The complexity of the social and political structure of the Phoenician cities was reflected in the acute internal struggle, which has already been partially discussed. Kings and priests clashed, sharp conflicts tore apart the camp of the “powerful”. The latter drew the “small ones” into their internecine feuds, and sometimes they themselves rose up to defend their interests. It is even known about the slave revolt in Tyre, which occurred during the war of the Tyrians with the Persians, i.e., probably during the revolt of 348-344 BC, in which Tyre also took part. For a while, the slaves even took possession of the city, but then the power was in the hands of a certain Straton (Abdastart), who became the founder of a new dynasty. Thus, the Phoenician society, as far as we can judge from the scant data of the sources, “fits” into the general structure of the societies of ancient Western Asia. The changes that began to be outlined in the V-IV centuries BC (the appearance of the coin and the attempt to create a Phoenician confederation) did not radically change the character of Phoenicia. A deeper transformation took place in it after the conquest of Alexander.

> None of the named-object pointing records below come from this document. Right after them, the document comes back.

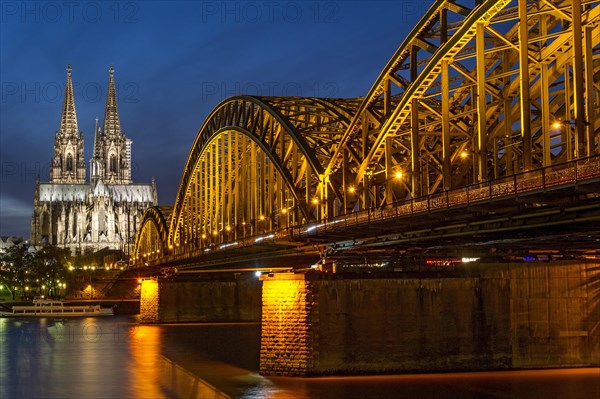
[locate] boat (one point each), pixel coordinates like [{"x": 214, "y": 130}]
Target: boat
[{"x": 56, "y": 308}]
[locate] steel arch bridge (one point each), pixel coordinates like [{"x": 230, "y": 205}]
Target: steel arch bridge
[{"x": 479, "y": 90}]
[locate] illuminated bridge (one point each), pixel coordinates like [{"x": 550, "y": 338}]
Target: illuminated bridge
[{"x": 480, "y": 137}]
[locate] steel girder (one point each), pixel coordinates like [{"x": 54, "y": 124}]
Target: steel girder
[
  {"x": 152, "y": 236},
  {"x": 471, "y": 95},
  {"x": 255, "y": 166}
]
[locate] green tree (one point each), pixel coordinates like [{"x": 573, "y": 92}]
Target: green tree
[
  {"x": 15, "y": 270},
  {"x": 50, "y": 265}
]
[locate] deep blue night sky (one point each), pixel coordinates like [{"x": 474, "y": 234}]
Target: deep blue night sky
[{"x": 174, "y": 62}]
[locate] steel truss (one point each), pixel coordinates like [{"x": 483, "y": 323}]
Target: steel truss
[
  {"x": 152, "y": 237},
  {"x": 477, "y": 91}
]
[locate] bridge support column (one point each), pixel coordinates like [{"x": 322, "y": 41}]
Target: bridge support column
[
  {"x": 486, "y": 317},
  {"x": 149, "y": 301},
  {"x": 289, "y": 323}
]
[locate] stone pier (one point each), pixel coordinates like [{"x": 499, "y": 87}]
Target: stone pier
[
  {"x": 510, "y": 316},
  {"x": 213, "y": 299}
]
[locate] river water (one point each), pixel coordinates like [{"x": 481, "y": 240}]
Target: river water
[{"x": 115, "y": 357}]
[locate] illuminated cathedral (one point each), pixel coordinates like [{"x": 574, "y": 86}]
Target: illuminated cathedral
[{"x": 104, "y": 212}]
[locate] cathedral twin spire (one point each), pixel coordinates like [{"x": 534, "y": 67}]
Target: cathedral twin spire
[{"x": 111, "y": 158}]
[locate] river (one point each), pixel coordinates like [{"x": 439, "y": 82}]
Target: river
[{"x": 115, "y": 357}]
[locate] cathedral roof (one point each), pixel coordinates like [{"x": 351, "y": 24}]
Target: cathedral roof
[
  {"x": 143, "y": 193},
  {"x": 68, "y": 120},
  {"x": 112, "y": 124},
  {"x": 63, "y": 192}
]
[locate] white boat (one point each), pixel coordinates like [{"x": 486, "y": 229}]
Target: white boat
[{"x": 55, "y": 308}]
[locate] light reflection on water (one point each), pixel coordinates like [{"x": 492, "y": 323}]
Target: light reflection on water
[{"x": 114, "y": 357}]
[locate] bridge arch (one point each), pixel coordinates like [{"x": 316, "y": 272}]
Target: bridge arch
[
  {"x": 151, "y": 239},
  {"x": 472, "y": 95},
  {"x": 256, "y": 165}
]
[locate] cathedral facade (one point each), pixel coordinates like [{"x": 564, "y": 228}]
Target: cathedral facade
[{"x": 104, "y": 212}]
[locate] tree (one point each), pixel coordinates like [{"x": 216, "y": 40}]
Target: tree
[
  {"x": 49, "y": 265},
  {"x": 15, "y": 268}
]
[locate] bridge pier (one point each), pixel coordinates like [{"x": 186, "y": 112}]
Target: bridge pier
[
  {"x": 500, "y": 316},
  {"x": 201, "y": 298}
]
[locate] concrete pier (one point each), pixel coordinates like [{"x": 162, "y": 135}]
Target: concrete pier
[
  {"x": 488, "y": 317},
  {"x": 496, "y": 317}
]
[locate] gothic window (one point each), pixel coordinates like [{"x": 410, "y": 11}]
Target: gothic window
[
  {"x": 113, "y": 164},
  {"x": 45, "y": 226},
  {"x": 101, "y": 221}
]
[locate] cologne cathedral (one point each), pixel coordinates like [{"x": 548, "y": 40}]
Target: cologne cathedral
[{"x": 104, "y": 212}]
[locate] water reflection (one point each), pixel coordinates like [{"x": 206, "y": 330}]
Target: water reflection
[{"x": 117, "y": 358}]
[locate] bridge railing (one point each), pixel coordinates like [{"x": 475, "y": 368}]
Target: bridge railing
[
  {"x": 542, "y": 179},
  {"x": 572, "y": 172}
]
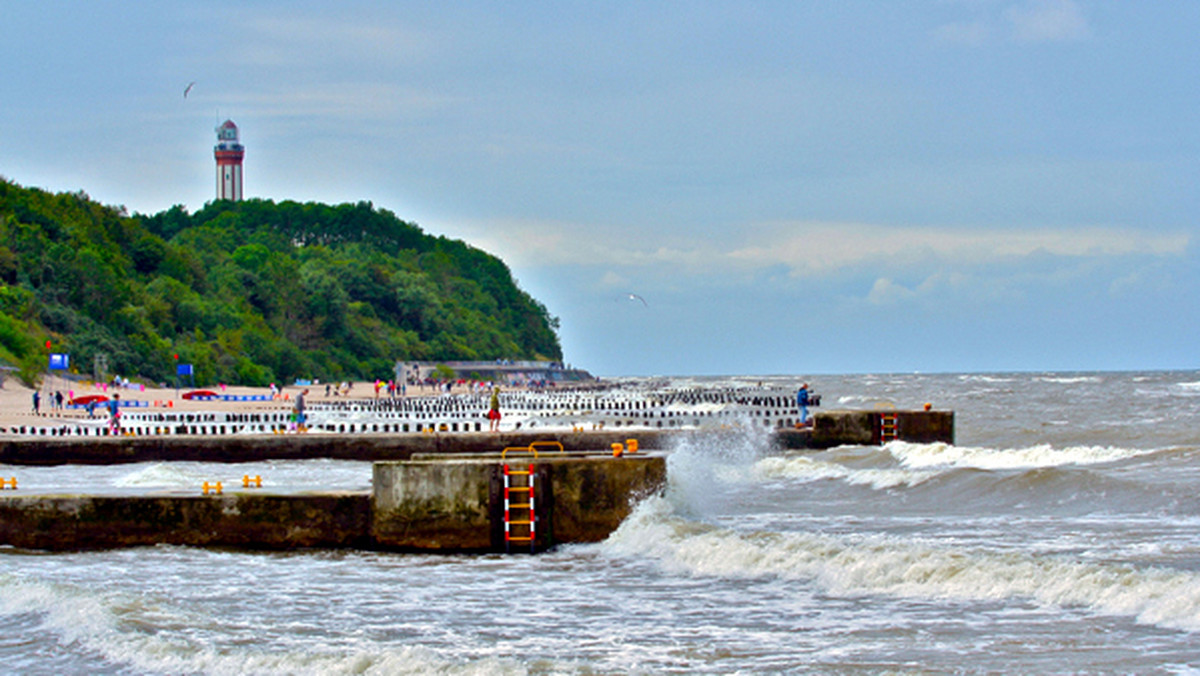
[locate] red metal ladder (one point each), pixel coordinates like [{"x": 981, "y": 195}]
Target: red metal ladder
[
  {"x": 520, "y": 512},
  {"x": 889, "y": 428}
]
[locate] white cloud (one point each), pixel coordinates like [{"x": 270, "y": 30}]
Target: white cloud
[
  {"x": 820, "y": 247},
  {"x": 970, "y": 34},
  {"x": 808, "y": 249},
  {"x": 1048, "y": 21}
]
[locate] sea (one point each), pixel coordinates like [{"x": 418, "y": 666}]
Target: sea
[{"x": 1059, "y": 534}]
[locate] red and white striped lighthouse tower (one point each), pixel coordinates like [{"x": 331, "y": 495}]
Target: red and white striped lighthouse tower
[{"x": 228, "y": 153}]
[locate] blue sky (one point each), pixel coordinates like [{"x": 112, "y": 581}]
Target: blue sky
[{"x": 793, "y": 187}]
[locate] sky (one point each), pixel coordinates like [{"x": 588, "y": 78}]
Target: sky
[{"x": 792, "y": 187}]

After the defeat of the army of Darius III in 333 BC, Alexander the Great moved to Phoenicia. Most of the Phoenician cities submitted to him without a fight. True, the Sidonian king Abdastart II would have preferred to remain loyal to Darius, but was forced to follow the “popular will”. The Tyrian community, in the absence of the king, who was in the Persian fleet, took the fate of the city into their own hands, especially since the entire mainland part of the state was already in the hands of the conqueror. The Tyrians wanted to remain neutral in the war, but Alexander demanded to be allowed into the city. The Tyrians refused. The siege began. After a months-long siege and a brutal assault, the city was taken by an enemy army for the first time in its history in 332 BC. With the capture of Tyre, Alexander established his control over all of Phoenicia. The Macedonian conquest opened in Phoenicia, as in other countries of the Middle East, a new era of history — Hellenistic.

Phoenician Colonization

The head of a Phoenician. Limestone.

The head of a Phoenician. Limestone. X century BC is kept in the Museum of Cadiz, Spain.

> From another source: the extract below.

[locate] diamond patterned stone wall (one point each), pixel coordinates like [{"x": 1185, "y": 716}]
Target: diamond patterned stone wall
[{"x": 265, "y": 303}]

A characteristic feature of ancient history was forced emigration, caused by the “scissors” between the growth of the population and the low level of development of the productive forces. One of the forms of forced emigration was colonization, i.e. the establishment of new settlements in foreign lands. Phoenician colonization played a significant role in the history of the ancient Mediterranean. The history of Phoenician colonization can be divided into two stages. The main causes and conditions of colonization at its first stage have already been discussed:

  • this is the emergence of relative overpopulation in Tyre,
  • the
    collapse of the Mycenaean sea power, which made it possible to sail more intensively in the western direction,
  • the
    use of this situation by the ruling circles of Tyre to get rid, on the one hand, of “undesirable” elements of the population, and on the other — to strengthen the most important trade routes and in places of extraction of precious metals.

The colonization of Phoenicia is divided into two stages —

  1. the second half of the XII — the first half of the XI century BC. e. — there is a gradual penetration into new lands, outposts are formed, contacts with local people are unstable;
  2. IX-VII centuries BC — a more serious stage of colonization. Building cities and forming strong connections with local residents.

The first stage of colonization

The first stage of colonization covers the second half of the XII — first half of the XI century BC. e. The Phoenicians moved in two ways —

  1. one went to Rhodes, then along the western coast of Asia Minor to Phasos,
  2. the
    other from Rhodes along the southern edge of the Aegean Archipelago to Sicily, thence to the northern promontory of Africa, and finally along the African coast to Southern Spain.

Gold-bearing Phasos and silver-rich Spain were the main targets of the colonists. On the way to them, the Phoenicians created intermediate points. Such points have arisen on the island of Melos in the Aegean Sea, on the Kiefer south of the Peloponnese, on the eastern and southern coasts of Sicily, in North Africa (Utica). Ancient tradition tells of a three-fold attempt by the Tyrians to settle in Southern Spain, and this is probably due to the resistance of the local population. Only for the third time on a small island off the coast, already behind the Pillars of Hercules (Strait of Gibraltar), the Phoenicians founded a city that received the characteristic name of Gadir – “fortress”, later the Romans called this city Hades. Apparently, in the interval between these attempts, in order to create a springboard for penetration into Spain in the north-west of Africa, also already behind the Pillars of Hercules, Like was founded.

Figure of a Phoenician woman with an Egyptian hairstyle

Figure of a Phoenician woman with an Egyptian hairstyle. Ivory. Ca. IX-VIII centuries BC.

At this stage, the Phoenician colonization was mainly of a commercial nature. The most important goal of the Phoenicians was precious metals. In return, they sold oil, various trinkets, all sorts of small sea goods, fabrics. The nature of these goods has left few tangible traces of the Phoenician trade. And it was most likely a “silent” exchange, when the participants of the transaction laid out their goods until both sides agreed to take them. In some cases, the Phoenicians themselves exploited the mines, as was the case on Phasos.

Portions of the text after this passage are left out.